The most interesting part of this is to speculate on why Apple might soon release an update to a low-profile product that was last updated only 10 months ago and doesn’t usually receive frequent updates.
It looks like a minor update: all we know is that it has a new model identifier (“AppleTV3,2”) very close to the current one and is slightly smaller. I bet it’ll be a bit cheaper, but that’s not reason enough for a new model already.
But remember, this runs low-end iOS hardware. The second-gen ran an A4 SOC and the third-gen runs a single-core-binned A5. My guess: the new model will be a low-volume prototype for a new, cheaper SOC (or cheaper manufacturing process on an existing one) to be used later in iOS devices, much like the iPad2,4 was a prototype for 32nm HKMG manufacturing later used in much higher volume with the A6 and A6X.
If this new Apple TV is released with a CPU and manufacturing technology we’ve seen before, my theory is wrong and it’s more minor than I expected. Or maybe it’ll be the first Apple SOC to be manufactured by TSMC instead of Samsung, which is still interesting but less so.
But if it has a CPU or SOC we haven’t seen before, I bet it’s going into something more important soon, and it will be worth considering what that might be.

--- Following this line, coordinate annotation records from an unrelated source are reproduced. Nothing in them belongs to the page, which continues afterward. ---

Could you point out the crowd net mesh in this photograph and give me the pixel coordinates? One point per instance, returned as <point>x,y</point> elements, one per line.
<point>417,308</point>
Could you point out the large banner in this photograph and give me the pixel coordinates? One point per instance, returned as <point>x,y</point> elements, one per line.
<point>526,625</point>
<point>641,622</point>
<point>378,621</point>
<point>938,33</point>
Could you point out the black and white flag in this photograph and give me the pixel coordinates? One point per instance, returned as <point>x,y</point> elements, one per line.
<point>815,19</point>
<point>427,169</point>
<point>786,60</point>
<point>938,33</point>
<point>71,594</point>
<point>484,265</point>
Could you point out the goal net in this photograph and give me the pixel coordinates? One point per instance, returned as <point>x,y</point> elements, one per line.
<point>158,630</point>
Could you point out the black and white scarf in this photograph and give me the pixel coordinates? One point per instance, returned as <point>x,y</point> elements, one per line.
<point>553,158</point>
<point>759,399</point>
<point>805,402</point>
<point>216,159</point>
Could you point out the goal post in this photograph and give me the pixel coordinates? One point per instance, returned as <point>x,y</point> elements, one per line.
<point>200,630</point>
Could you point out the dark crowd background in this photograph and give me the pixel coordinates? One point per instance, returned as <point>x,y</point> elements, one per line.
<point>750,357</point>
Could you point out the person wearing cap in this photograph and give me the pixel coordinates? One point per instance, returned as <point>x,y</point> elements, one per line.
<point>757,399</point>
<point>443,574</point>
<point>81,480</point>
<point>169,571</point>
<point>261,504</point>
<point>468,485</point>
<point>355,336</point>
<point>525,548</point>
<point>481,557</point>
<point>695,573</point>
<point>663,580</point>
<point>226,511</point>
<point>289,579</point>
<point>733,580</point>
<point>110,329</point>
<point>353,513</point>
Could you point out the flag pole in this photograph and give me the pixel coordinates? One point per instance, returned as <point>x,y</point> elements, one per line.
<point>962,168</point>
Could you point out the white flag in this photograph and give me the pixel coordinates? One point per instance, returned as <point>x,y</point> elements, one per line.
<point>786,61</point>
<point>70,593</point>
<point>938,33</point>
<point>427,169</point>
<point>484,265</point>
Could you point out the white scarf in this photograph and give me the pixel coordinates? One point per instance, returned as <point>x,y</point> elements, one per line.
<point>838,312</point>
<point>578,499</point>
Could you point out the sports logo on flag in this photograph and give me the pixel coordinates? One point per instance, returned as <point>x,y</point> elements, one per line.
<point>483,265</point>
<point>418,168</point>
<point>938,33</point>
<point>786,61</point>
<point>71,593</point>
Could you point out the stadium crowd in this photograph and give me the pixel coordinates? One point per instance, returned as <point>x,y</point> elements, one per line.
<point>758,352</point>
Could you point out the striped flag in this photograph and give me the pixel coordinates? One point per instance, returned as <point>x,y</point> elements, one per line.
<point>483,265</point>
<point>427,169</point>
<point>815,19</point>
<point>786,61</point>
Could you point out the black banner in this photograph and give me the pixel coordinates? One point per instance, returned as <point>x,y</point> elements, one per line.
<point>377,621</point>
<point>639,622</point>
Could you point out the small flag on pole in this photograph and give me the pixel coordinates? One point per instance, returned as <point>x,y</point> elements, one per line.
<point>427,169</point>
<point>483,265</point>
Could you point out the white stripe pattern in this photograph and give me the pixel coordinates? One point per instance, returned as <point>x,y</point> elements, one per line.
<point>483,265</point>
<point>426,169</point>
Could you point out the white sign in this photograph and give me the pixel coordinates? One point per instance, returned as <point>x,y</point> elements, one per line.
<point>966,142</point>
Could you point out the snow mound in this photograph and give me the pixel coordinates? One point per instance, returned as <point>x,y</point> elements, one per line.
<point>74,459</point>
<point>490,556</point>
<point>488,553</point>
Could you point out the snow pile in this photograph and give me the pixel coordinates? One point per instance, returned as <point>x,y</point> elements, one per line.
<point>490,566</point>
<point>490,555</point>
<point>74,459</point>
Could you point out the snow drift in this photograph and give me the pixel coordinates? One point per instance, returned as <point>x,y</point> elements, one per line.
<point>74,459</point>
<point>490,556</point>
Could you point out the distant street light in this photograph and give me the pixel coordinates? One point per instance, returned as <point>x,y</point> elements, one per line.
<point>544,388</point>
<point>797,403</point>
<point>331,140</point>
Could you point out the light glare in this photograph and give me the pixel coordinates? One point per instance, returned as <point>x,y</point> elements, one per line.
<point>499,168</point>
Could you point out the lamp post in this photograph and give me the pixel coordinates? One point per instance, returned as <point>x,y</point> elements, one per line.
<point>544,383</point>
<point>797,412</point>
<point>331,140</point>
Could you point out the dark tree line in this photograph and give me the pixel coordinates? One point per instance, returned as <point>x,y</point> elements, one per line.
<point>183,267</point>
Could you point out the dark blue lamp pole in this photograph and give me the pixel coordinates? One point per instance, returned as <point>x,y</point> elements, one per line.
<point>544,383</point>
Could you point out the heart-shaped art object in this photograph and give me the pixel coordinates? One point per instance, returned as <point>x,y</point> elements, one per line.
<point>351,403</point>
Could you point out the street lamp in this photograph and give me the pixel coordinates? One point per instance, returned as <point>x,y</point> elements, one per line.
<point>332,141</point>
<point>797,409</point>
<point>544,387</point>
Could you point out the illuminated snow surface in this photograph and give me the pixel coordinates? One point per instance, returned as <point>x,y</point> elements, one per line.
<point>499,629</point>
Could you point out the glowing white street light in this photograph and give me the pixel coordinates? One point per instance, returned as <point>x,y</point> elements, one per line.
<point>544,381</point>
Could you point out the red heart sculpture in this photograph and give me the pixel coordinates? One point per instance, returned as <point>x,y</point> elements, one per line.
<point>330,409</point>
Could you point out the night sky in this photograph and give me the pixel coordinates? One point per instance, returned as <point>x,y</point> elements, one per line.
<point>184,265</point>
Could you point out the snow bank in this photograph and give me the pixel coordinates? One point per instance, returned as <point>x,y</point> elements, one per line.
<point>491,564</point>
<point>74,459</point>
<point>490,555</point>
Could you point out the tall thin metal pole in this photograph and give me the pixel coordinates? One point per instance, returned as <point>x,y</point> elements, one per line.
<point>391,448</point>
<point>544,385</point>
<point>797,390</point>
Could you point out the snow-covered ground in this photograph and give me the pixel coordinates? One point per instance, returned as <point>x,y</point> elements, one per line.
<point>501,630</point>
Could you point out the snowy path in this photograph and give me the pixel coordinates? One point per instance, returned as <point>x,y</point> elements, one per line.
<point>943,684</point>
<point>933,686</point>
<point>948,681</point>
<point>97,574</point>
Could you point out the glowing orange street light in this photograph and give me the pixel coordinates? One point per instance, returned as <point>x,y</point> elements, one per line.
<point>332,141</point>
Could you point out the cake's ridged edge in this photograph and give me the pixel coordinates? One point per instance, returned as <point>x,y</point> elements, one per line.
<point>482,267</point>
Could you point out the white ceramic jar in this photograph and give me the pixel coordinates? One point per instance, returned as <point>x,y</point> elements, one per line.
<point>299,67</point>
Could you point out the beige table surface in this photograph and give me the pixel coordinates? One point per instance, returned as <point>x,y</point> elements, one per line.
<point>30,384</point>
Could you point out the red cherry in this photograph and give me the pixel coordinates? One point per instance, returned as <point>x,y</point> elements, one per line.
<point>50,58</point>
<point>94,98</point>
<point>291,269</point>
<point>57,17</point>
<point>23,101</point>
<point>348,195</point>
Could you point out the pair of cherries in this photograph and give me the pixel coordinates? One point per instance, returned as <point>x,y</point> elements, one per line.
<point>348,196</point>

Update: Brian Klug at AnandTech believes it’s an A5X, the big, hot, inelegant SOC from the iPad 3. That would certainly be an odd fit for my theories — the A5X is pretty terrible at everything except being the only option that could drive a Retina iPad screen with reasonable GPU performance in early 2012. That’s the last design I’d expect to be used in any new products, especially something as small, cheap, and low-powered as an Apple TV.
If anyone else had deduced that it would be an A5X, I’d assume they were nuts. AnandTech’s great at this sort of sleuthing, though. But since the A5X would be such an awful fit for the Apple TV, my money’s still against it.